Shouldn't unhex() just be int(s, 16)?

Not sure what it adds, but I don't quite understand it yet and perhaps there's something magic in the context of MIME quoted printable that I'm missing.

That is an excellent point!

Based on my reading, there's nothing magic. The context is:

    elif i+2 < n and ishex(line[i+1:i+2]) and ishex(line[i+2:i+3]):
        new = new + bytes((unhex(line[i+1:i+3]),)); i = i+3
I tweaked it to

        new = new + bytes((int(line[i+1:i+3], 16),)); i = i+3
and the self-tests still pass. (I also changed the 16 to 15 to double-check that the tests were actually exercising that code.)

It's not part of the public API, so it looks like it can simply be removed.

Do you want to file the bug report? Or perhaps it's best to update http://bugs.python.org/issue21869 ("Clean up quopri, correct method names encodestring and decodestring")?

> It's not part of the public API, so it looks like it can simply be removed.


So that is actually standard. Maybe I just don't know what you mean by public API though.

"it" == "unhex", not "int"

Oh, right! I had not read the sentence correctly.

* on lists can also mean elementwise multiplication, dot or cross product if you treat them as vectors. There's no way to choose the objectively best meaning. I'd even argue that vector math isn't the most popular use for lists in python, not because of + and * semantics, but because of performance.

So it was good design decision not to bother with math semantics for general use datastructure.

And besides Python has nice general syntax for elementwise operations if you don't care about performance:

    [x*y for (x,y) in zip(xs,ys)]
I agree it would be better not to implement + for lists at all.

"This is rarely what was wanted."

I don't know what else you would have expected...


If you want to perform an operation on each item of an iterable, do that :)

[n * 4 for n in [1, 2 3]]


map(lambda n: n * 4, [1, 2, 3])

With that logic, they should have expected [1,2,3] + [1,2,3] == [2,4,6]

I'm very aware of what you mentioned but...all I "wanted" in this case is a visual separator in my terminal when I'm working with lots of output. I don't care whether each "* " refers to the same object, I just want a line :)
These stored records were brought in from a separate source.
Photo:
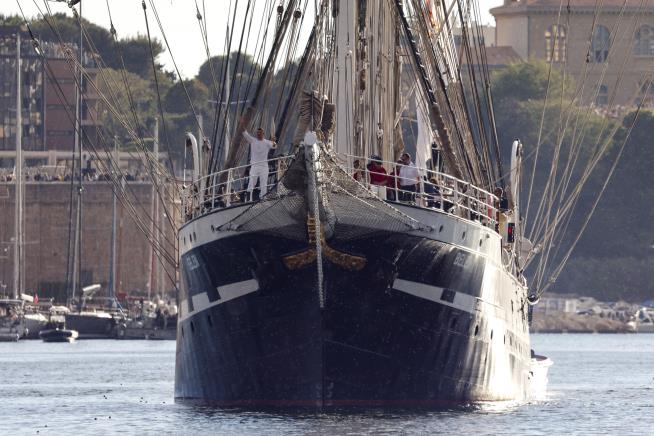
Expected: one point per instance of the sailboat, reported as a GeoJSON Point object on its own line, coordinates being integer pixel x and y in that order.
{"type": "Point", "coordinates": [336, 290]}
{"type": "Point", "coordinates": [12, 316]}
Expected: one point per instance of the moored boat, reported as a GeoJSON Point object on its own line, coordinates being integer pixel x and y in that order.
{"type": "Point", "coordinates": [58, 335]}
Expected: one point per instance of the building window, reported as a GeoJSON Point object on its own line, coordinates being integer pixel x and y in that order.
{"type": "Point", "coordinates": [644, 41]}
{"type": "Point", "coordinates": [555, 43]}
{"type": "Point", "coordinates": [602, 96]}
{"type": "Point", "coordinates": [601, 44]}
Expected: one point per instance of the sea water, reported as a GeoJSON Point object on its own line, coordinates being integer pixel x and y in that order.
{"type": "Point", "coordinates": [599, 384]}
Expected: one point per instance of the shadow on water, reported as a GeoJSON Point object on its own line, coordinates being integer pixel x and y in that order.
{"type": "Point", "coordinates": [397, 413]}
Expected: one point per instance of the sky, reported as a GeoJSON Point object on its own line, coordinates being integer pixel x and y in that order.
{"type": "Point", "coordinates": [178, 20]}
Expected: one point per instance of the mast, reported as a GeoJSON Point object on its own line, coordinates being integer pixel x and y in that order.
{"type": "Point", "coordinates": [78, 143]}
{"type": "Point", "coordinates": [112, 263]}
{"type": "Point", "coordinates": [154, 214]}
{"type": "Point", "coordinates": [344, 77]}
{"type": "Point", "coordinates": [18, 206]}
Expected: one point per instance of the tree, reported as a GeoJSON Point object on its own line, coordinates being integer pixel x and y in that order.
{"type": "Point", "coordinates": [115, 87]}
{"type": "Point", "coordinates": [60, 27]}
{"type": "Point", "coordinates": [524, 81]}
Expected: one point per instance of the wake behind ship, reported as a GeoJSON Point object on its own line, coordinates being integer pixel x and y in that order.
{"type": "Point", "coordinates": [344, 285]}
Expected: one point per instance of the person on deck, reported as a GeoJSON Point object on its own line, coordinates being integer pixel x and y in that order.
{"type": "Point", "coordinates": [259, 148]}
{"type": "Point", "coordinates": [358, 173]}
{"type": "Point", "coordinates": [409, 179]}
{"type": "Point", "coordinates": [377, 172]}
{"type": "Point", "coordinates": [393, 183]}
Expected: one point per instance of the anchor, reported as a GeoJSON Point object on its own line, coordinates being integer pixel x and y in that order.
{"type": "Point", "coordinates": [346, 261]}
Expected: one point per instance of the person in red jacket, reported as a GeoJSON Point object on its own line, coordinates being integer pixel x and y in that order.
{"type": "Point", "coordinates": [376, 171]}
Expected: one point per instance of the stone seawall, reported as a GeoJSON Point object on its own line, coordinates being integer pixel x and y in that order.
{"type": "Point", "coordinates": [47, 211]}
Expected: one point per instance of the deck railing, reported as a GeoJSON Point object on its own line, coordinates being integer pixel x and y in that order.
{"type": "Point", "coordinates": [433, 190]}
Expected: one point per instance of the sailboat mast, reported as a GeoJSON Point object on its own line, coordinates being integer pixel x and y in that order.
{"type": "Point", "coordinates": [112, 264]}
{"type": "Point", "coordinates": [78, 143]}
{"type": "Point", "coordinates": [152, 279]}
{"type": "Point", "coordinates": [18, 206]}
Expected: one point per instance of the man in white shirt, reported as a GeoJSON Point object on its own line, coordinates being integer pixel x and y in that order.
{"type": "Point", "coordinates": [409, 179]}
{"type": "Point", "coordinates": [259, 148]}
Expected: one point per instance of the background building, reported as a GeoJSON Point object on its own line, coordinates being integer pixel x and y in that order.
{"type": "Point", "coordinates": [615, 63]}
{"type": "Point", "coordinates": [48, 90]}
{"type": "Point", "coordinates": [48, 100]}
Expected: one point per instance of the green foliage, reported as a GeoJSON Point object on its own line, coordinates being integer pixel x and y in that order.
{"type": "Point", "coordinates": [112, 84]}
{"type": "Point", "coordinates": [524, 81]}
{"type": "Point", "coordinates": [63, 28]}
{"type": "Point", "coordinates": [613, 258]}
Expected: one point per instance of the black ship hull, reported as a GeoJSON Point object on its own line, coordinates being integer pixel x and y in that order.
{"type": "Point", "coordinates": [409, 329]}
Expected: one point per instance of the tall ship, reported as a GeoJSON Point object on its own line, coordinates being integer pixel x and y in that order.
{"type": "Point", "coordinates": [357, 270]}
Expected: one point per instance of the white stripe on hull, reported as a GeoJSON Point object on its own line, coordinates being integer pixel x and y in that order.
{"type": "Point", "coordinates": [226, 293]}
{"type": "Point", "coordinates": [461, 301]}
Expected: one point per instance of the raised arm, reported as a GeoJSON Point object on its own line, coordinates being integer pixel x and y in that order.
{"type": "Point", "coordinates": [249, 138]}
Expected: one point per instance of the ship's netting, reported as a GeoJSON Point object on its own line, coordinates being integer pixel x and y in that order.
{"type": "Point", "coordinates": [347, 208]}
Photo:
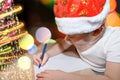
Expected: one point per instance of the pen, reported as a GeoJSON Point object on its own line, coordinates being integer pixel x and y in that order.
{"type": "Point", "coordinates": [43, 53]}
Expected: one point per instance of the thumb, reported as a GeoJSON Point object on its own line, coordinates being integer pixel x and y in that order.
{"type": "Point", "coordinates": [45, 59]}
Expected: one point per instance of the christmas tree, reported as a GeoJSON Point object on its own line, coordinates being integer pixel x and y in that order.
{"type": "Point", "coordinates": [11, 54]}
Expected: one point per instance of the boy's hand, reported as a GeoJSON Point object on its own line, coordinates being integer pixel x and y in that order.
{"type": "Point", "coordinates": [38, 61]}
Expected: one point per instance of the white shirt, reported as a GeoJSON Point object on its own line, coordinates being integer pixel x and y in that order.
{"type": "Point", "coordinates": [106, 49]}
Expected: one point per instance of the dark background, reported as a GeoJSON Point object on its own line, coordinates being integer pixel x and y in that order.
{"type": "Point", "coordinates": [36, 15]}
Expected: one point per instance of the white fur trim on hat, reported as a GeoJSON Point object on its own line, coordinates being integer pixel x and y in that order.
{"type": "Point", "coordinates": [78, 25]}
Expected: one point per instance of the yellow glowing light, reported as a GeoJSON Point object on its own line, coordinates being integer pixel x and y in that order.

With that being said, if I want to merge two lists and apply an operation on each, I don't see what's the issue with:

    In [1]: a = [1,2,3]
    In [2]: b = [5,6,7]
    In [3]: c = a+b
    In [4]: c
    Out[4]: [1, 2, 3, 5, 6, 7]
    In [5]: d = [x*4 for x in c]
    Out[6]: [4, 8, 12, 20, 24, 28]

I really like haskell's "++" for list concatenation. Makes a lot of sense.

Although the `++` is associated with increment from anyone coming to python from the C languages.
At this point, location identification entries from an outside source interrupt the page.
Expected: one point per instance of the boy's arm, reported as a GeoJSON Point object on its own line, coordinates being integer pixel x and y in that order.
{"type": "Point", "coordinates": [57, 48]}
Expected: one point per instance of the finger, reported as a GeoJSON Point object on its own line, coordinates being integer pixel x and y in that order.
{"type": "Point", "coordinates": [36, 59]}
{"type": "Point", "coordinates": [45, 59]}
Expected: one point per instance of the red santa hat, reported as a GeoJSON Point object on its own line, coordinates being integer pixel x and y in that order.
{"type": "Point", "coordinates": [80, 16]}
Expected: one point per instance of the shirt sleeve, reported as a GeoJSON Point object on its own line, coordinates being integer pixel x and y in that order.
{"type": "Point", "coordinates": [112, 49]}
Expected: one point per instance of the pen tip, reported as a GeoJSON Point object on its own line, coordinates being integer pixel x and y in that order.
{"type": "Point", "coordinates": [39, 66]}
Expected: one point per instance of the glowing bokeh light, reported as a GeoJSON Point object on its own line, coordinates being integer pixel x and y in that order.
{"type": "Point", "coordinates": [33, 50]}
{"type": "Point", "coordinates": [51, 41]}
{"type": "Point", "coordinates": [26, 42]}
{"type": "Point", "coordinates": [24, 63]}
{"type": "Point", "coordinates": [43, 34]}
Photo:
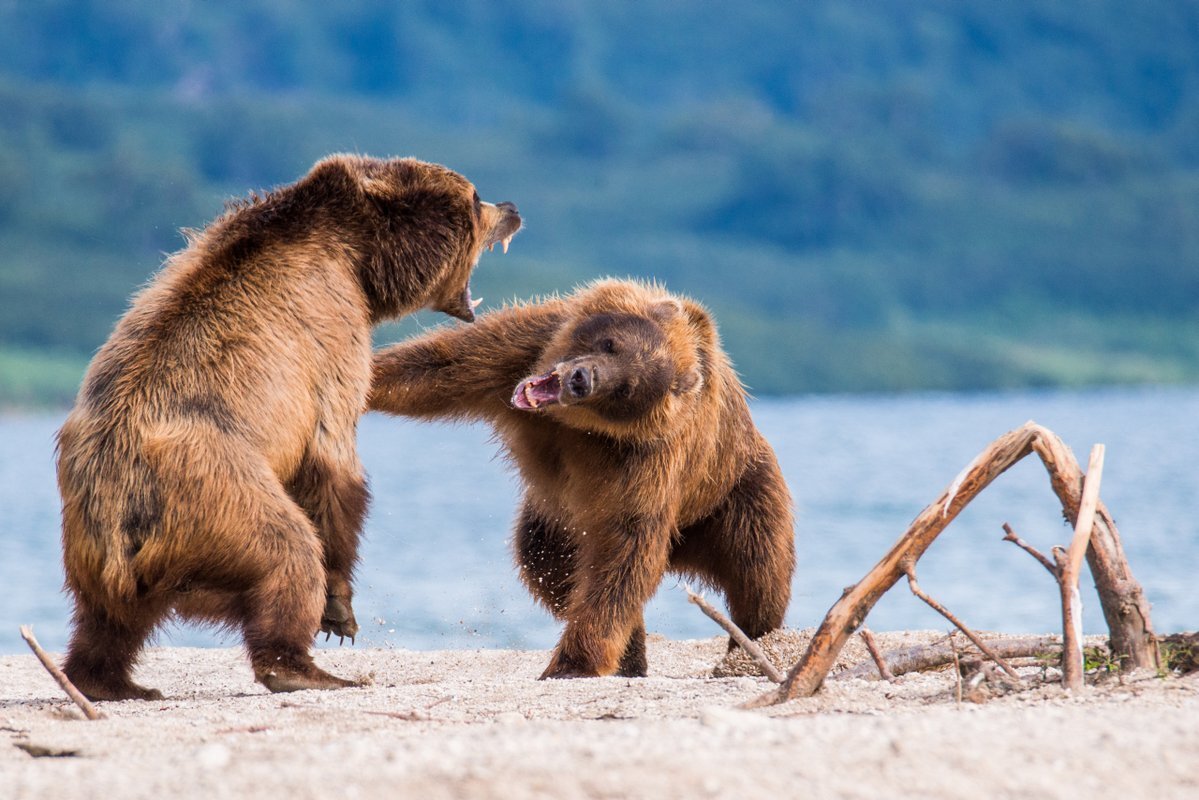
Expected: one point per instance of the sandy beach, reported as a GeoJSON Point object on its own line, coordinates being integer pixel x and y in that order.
{"type": "Point", "coordinates": [476, 723]}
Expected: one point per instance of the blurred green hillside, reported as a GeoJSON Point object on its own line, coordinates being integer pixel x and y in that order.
{"type": "Point", "coordinates": [872, 197]}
Its tricky; if you want to do vectors, use numpy.

Haskell also uses <> for combining any monoid, but of course in Python that was once not-equal... Maybe a dot? It's string concatenation in Perl, and function composition in Haskell. Interestingly, both of those are monoids...

Multiplication _is_ repeated addition.

Wow - that's really, really great list.

In particular, #7 is something that I didn't even know existed, and I've been hacking around for 2+ years.

Instead of:

   >>> print mdict.get('gordon',0)
   >>> print mdict.get('tim',0)
   >>> print mdict.get('george',0)
I've always done the much more verbose:

   class defaultdict(dict):

       def __init__(self, default=None):
           self.default = default

       def __getitem__(self, key):
               return dict.__getitem__(self, key)
           except KeyError:
               return self.default

   print mdict['gordon']
   print mdict['tim']
   print mdict['george']
I'll be sure to make great use of the dictionary get method - I'm embarrassed to admit how many thousands of times I could have used that, and didn't know it existed.

Another good/great source of Python tricks/idioms is Raymond Hettinger's "Idiomatic Python". The slides/videos are really great. I highly recommend them.


Do you know there's also collections.defaultdict ?

I do now! I had known (and used) collections.OrderedDict, but had never used defaultdict. Millions of keyerrors later...

I clearly am going to have to spend a few hours today grokking everything that collections.* has to offer. Thanks very much.

Read the manuals! ;)

There's a lot of hidden gems.

Your idea is nice in a syntactic sugar way, also, the default being a part of the dictionary rather than the get function makes it copyable.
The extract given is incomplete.